The Shadows

15 Feb 2012

Waiting for an Interview



I was fully decked up, neatly combed my hair,
I was looking a witty nerd, with all my docs glow fair.
I was bit tensed inside, my heart leaped every beat,
I was memorising some tips, how to treat the greet.
Before me were ten more, sitting straight like saints,
All were looking so tensed up, tightening collars and dents.
Butterflies flied inside, my heart went folded small,
I felt like weak and childish, despite so strong and tall.
The clock looked like a spider, trying to cob my brain,
The silence appeared more sound, boredom full of pain.

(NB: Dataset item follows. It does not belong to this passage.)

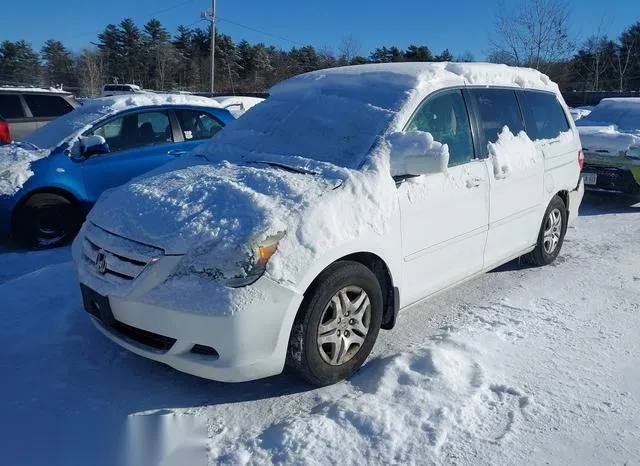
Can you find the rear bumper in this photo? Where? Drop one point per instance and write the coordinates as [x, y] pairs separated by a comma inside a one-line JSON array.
[[575, 199], [612, 179]]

I could become a writer, could write and read whole life,
But my dad financed for his dreams, and the desires of his wife.
They wanted me to be an ‘idiot’, so put me in some exams,
Then let me go to college, so that an Engineer I become.
And I got the pass-marks, titled too with B.Tech,
My ‘passion’ scolds me daily, as ‘she’ knows it’s full fake!
To let ‘her’ know I love her, I steal my time from bedtime,
If dad somehow would come to know, would surely acknowledge it a ‘crime’!
He must enjoy his retirement, and repose and relax a settled life,
This is the time he can do anything, apart from poking me, planning rife.

Suddenly entered another nerd, in haste and pushed the door in,
A thick specs, oiled hair, and white shirt matched perfect with his broad grin.
He threw and hooked a narrow look, as if I came from direct jail,
He acted so confident that he would make it and we’d fail.
I felt so boring with those craps; I don’t know what I was waiting for!
I wanted to cheer up for an F1 race, and run off from this torture.
I wished to see a sports match, rather than sitting there,
I wished to hang out with friends, but who would at all care?
I still cared the ‘Beauty’, cross-legged on her chair,
I couldn’t take my eyes off her and her bouncy hair.
I dreamt of dancing at party, holding her thin slim waist,
She looked a gorgeous beauty, adorably superbly dressed.
Why I didn’t know was waiting, for this bloody damn interview call!
Instead I could date the woman, in front of Niagara Falls.
She called each name of candidates, directed to move to hall,
I desired to take her for dinner, and hating these happening all.
Suddenly my name was triggered, her rosy lips infused,
I stood up firm and numb too, tensions overdue.